JETRO「国際複合一貫輸送:日本」貿易・投資相談Q&A
複合一貫輸送を利用する際、関税に興味を持つ実務者がもっとも見落としやすいポイントがあります。それが「積送基準(Direct Shipment Rule)」です。これを知らないと、せっかく原産地証明書を取得してEPAの特恵税率を申請しても、税関に認められず通常の関税率(MFN税率)が適用されてしまうリスクがあります。
積送基準とは何でしょうか?
簡単に言えば「貨物が原産国の港を出発してから日本の港に到着するまでの間、輸送途中で貨物に何も手を加えていないこと、かつ原則として直送されていること」を証明しなければならないルールです。この証明は船荷証券(B/L)の「船積港(Port of Loading)」が原産国の港であること、「荷揚港(Port of Discharge)」が日本の港であることで確認されます。
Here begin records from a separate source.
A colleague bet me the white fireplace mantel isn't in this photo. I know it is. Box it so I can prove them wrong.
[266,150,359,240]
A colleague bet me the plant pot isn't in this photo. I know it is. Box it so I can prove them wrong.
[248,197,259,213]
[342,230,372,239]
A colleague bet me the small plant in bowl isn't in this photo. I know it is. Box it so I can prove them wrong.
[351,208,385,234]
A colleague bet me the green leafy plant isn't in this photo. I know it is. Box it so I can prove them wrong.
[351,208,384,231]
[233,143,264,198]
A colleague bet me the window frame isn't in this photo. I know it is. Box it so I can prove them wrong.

複合一貫輸送では第三国を経由する(トランシップ)ことが珍しくありません。例えば中国からの貨物が香港を経由して日本に来るケースです。この場合、B/Lの荷受地(Place of Receipt)が中国、船積港(Port of Loading)が香港となることがありますが、東京税関の見解によれば、この形態でも積送基準を満たすと判断されます。重要なのは、第三国において貨物に手を加えておらず、保税状態のまま蔵置・積替えが行われていることです。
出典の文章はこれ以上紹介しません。